Y' avait dans mon village
Un homme qui appelé Poux
Il avait une barbe
Qui était pleine de poux.
Barbapoux, Barbapoux, Barbapoux, Barbapoux.
Tout au fond de la mer les poissons sont assis,
Les poissons sont assis, ah! ah! ah!
Attendant patiemment qu’les pêcheurs soient partis
Qu’les pêcheurs soient partis ah! ah! ah!
Ohé du bateau, du grand mât, de la hune,
Ohé du voilier, du grand mât, des huniers !
Help!! Took a trip back down memory lane to our our childrens' childhood (son is visiting this weekend), found a bumper version of Chansons et Comptines - a staple of many a journey down the autoroute - the track sampler is on a continuous loop in the bowels of my machine, there's no escape. Rescue me, somebody!Il y a des vétérans tout barbus, tout fripés
Echappés par hasard des ham’çons, des filetsEt les jeunes poissons sont là aussi souvent
Egayant les bas-fonds de leurs cris, de leurs chants.....etc etc etc!
It's strange how evocative music can be, isn't it? Last time daughter was home we unearthed another old favourite from way back: Jil Caplan's La Charmeuse de Serpents and were instantly transported back 15 years or more, to lazy, hazy, hot summers, (those French school holidays were looonng), the people carrier stuffed to the windows with all the clobber needed to make a tent home from home for a fortnight, three weeks, longer... (who's counting?).

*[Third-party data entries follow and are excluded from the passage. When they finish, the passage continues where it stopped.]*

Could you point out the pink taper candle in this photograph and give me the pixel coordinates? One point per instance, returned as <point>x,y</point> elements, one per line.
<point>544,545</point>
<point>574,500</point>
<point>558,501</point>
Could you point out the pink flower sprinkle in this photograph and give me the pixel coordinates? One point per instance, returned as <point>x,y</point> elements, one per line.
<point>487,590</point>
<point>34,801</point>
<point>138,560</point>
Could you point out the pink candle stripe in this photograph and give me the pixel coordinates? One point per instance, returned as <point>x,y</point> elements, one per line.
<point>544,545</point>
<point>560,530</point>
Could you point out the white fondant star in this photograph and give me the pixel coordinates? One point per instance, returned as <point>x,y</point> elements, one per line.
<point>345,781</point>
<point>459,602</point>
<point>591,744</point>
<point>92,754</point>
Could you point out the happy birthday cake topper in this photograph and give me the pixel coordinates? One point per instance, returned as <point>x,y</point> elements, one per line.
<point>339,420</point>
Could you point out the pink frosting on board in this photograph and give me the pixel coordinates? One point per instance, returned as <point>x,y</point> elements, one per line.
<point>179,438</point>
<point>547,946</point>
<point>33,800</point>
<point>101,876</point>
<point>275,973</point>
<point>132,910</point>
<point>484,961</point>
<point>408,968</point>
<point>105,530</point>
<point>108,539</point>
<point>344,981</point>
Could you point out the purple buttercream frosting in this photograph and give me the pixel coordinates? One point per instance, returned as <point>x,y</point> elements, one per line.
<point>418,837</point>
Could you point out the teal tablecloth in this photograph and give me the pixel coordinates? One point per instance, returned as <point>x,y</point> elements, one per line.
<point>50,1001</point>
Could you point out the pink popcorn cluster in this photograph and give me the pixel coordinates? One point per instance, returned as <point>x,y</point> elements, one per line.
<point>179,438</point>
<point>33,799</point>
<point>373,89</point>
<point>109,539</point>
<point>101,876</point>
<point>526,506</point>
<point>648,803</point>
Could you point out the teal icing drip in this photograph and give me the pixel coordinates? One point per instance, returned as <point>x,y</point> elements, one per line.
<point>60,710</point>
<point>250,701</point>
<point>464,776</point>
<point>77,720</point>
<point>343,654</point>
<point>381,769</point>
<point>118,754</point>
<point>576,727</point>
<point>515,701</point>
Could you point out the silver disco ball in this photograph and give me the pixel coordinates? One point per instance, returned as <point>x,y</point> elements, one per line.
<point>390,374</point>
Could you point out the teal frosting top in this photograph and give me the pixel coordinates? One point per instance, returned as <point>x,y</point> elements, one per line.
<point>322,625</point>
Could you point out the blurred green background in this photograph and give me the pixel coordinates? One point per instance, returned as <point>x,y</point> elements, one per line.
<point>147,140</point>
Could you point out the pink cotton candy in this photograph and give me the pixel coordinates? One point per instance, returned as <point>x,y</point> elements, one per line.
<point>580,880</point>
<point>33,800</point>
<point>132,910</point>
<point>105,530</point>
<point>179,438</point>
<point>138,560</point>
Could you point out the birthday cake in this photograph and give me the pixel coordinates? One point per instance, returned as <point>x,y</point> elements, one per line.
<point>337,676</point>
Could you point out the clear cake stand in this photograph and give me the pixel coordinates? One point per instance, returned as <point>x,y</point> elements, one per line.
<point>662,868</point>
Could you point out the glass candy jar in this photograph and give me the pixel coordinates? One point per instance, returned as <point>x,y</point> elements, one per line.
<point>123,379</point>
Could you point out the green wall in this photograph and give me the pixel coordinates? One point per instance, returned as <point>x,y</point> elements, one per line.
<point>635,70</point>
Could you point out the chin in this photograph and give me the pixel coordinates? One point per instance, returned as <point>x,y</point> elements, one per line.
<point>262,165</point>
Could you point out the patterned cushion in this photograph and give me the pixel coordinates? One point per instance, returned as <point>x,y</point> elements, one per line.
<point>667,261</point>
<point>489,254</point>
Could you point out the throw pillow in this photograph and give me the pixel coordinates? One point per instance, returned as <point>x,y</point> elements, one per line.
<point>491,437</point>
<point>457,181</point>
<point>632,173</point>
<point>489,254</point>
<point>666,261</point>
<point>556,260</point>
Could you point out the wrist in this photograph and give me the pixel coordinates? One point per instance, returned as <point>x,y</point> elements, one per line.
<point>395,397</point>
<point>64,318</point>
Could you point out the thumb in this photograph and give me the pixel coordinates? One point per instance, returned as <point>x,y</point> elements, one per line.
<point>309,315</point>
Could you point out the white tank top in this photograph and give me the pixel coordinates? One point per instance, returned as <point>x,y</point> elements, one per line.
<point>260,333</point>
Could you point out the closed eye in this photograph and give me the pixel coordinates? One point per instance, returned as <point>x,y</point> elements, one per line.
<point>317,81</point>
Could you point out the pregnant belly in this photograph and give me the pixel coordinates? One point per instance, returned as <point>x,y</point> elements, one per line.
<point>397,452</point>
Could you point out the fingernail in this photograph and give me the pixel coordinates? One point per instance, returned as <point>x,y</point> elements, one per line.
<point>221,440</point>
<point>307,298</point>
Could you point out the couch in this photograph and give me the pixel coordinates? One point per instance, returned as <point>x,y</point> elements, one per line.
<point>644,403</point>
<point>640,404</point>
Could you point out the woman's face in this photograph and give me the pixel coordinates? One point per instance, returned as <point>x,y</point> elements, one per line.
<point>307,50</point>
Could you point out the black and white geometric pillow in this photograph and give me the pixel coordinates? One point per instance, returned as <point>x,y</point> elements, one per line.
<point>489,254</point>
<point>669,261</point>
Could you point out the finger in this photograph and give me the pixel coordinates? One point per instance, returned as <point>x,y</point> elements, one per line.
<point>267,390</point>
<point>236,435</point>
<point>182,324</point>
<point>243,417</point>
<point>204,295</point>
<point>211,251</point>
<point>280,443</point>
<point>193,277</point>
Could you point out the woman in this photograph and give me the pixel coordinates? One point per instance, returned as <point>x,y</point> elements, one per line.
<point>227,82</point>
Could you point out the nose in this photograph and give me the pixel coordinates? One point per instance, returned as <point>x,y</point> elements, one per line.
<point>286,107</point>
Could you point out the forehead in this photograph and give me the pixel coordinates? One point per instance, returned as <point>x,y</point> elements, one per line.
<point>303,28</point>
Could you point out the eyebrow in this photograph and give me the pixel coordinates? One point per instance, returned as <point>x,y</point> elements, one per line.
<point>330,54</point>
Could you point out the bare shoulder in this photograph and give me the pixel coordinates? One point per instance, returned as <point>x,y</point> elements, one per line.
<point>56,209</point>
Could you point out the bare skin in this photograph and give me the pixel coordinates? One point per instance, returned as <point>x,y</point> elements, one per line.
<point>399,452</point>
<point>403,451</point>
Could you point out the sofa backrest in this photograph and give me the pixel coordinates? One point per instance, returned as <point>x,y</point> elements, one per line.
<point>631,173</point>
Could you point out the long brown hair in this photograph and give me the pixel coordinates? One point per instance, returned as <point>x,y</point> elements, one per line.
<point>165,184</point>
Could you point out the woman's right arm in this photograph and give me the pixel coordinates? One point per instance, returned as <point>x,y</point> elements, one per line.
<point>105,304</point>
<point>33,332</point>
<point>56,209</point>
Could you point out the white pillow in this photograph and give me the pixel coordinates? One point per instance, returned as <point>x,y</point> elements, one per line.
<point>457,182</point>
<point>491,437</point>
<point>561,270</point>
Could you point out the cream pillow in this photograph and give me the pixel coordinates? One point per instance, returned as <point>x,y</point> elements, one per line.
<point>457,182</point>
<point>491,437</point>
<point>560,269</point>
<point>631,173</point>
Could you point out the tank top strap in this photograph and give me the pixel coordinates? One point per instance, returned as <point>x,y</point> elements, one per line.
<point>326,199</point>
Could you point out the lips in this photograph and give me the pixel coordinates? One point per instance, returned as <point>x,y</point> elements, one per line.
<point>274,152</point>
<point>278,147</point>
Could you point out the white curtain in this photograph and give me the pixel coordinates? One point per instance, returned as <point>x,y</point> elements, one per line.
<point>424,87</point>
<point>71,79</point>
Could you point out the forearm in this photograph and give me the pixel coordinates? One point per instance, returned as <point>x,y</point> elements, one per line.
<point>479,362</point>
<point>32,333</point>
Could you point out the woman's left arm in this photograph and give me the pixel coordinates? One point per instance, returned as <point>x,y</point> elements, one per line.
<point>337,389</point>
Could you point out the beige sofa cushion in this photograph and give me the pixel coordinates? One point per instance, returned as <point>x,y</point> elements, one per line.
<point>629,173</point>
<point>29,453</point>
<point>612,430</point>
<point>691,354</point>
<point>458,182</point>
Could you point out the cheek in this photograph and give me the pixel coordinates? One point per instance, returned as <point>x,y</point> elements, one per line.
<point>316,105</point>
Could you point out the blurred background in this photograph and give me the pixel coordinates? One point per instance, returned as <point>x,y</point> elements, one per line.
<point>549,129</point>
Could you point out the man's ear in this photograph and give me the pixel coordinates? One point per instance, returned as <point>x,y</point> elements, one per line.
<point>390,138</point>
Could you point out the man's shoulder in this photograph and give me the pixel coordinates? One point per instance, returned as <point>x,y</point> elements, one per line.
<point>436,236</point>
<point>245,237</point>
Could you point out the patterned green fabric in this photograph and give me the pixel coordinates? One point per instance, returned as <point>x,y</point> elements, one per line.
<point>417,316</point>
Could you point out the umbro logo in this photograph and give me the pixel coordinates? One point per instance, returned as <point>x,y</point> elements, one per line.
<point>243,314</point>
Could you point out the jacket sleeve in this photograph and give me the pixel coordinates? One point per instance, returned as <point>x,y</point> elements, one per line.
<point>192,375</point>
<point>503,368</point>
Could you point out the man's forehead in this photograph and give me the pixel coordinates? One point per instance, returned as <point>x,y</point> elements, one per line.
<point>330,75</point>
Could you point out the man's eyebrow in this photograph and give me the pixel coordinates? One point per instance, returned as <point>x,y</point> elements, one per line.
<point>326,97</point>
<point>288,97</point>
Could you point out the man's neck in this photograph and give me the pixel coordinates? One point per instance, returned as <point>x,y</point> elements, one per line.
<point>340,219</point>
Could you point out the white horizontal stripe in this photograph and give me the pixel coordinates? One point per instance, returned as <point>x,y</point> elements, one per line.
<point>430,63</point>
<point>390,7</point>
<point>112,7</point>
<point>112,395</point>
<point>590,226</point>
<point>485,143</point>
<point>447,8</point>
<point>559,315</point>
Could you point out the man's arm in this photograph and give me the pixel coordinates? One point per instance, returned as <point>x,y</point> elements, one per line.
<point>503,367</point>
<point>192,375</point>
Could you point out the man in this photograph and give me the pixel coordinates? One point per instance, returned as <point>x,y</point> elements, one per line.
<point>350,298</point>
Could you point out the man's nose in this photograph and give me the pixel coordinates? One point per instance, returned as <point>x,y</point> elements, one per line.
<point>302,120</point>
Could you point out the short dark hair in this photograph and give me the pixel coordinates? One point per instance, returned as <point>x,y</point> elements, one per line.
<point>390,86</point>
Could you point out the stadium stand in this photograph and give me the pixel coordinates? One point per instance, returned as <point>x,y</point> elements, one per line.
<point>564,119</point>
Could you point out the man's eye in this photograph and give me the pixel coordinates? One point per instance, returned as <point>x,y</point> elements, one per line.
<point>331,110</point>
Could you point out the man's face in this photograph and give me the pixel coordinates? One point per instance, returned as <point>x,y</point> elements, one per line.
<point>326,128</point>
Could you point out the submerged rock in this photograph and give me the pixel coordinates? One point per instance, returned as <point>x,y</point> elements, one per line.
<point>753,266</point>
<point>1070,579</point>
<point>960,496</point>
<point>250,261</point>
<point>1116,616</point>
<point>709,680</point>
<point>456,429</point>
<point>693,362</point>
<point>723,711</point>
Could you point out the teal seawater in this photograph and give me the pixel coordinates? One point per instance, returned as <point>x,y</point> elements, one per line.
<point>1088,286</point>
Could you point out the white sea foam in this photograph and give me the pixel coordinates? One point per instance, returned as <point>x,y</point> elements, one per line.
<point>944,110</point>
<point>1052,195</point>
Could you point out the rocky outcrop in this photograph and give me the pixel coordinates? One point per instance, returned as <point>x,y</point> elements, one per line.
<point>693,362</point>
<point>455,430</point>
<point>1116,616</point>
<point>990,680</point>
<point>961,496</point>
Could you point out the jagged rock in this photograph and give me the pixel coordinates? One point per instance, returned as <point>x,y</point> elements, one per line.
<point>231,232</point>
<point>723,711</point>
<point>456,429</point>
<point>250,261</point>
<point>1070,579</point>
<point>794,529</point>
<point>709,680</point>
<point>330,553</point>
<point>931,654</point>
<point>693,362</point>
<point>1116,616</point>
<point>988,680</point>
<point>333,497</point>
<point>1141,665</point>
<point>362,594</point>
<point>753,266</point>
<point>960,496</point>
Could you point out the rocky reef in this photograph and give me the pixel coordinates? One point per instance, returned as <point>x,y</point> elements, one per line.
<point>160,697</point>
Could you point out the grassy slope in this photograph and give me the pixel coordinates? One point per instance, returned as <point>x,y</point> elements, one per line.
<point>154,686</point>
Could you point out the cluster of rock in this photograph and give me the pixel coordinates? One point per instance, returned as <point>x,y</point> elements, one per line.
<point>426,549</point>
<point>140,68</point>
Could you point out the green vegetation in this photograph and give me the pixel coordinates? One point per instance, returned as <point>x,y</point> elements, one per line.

Back then modern technology consisted of the in -car cassette player, no hand held video games, (the GP offspring were kept busy with their Hoopi Club colouring and quiz books..."Spot a man in a black beret...a field of corn....a registration number beginning with...") We listened to Times Tables tapes, Jeeves and Wooster, CS Lewis' Narnia tales. Lest readers think we were just too Good To Be True, I'm sure less "worthy" stuff eventually appeared on the playlist (Spice Girls, anybody?). I seem to remember making valiant, if half-hearted attempts to infiltrate slightly more "worthy" material into the running order - this was back in my more evangelical days, as a result of which I'm now unable to listen to any Matt Redman (actually there are other more theological reasons for my aversion but we'll not go there), without experiencing waves of carsickness. Oh and not forgetting "Delirious,"same problem there, and the rest of the family always maintained that it wasn't possible to hear these last two over the roar of the car engine on the autoroute. Poor Matt and Co were generally reserved for the last , hot, grumbly, tense few miles on country roads, as we tried to find the campsite without coming to blows over the mapreading. This was before sat navs, don't forget. Hence I'll forever associate worship songs like "Undignified," with cries of "Are we nearly there, yet?" and the sickly taste of Riccola boiled sweets, before that glorious moment before we finally drew up at our little orange and blue tent, our home from home. Happy days...
Funnily enough, on a camping holiday a couple of years ago, son and his pals ended up at one of the sites that he remembers visiting with us. Funny old world. Though I suspect they didn't drive through the gates to the strains of Barbapoux!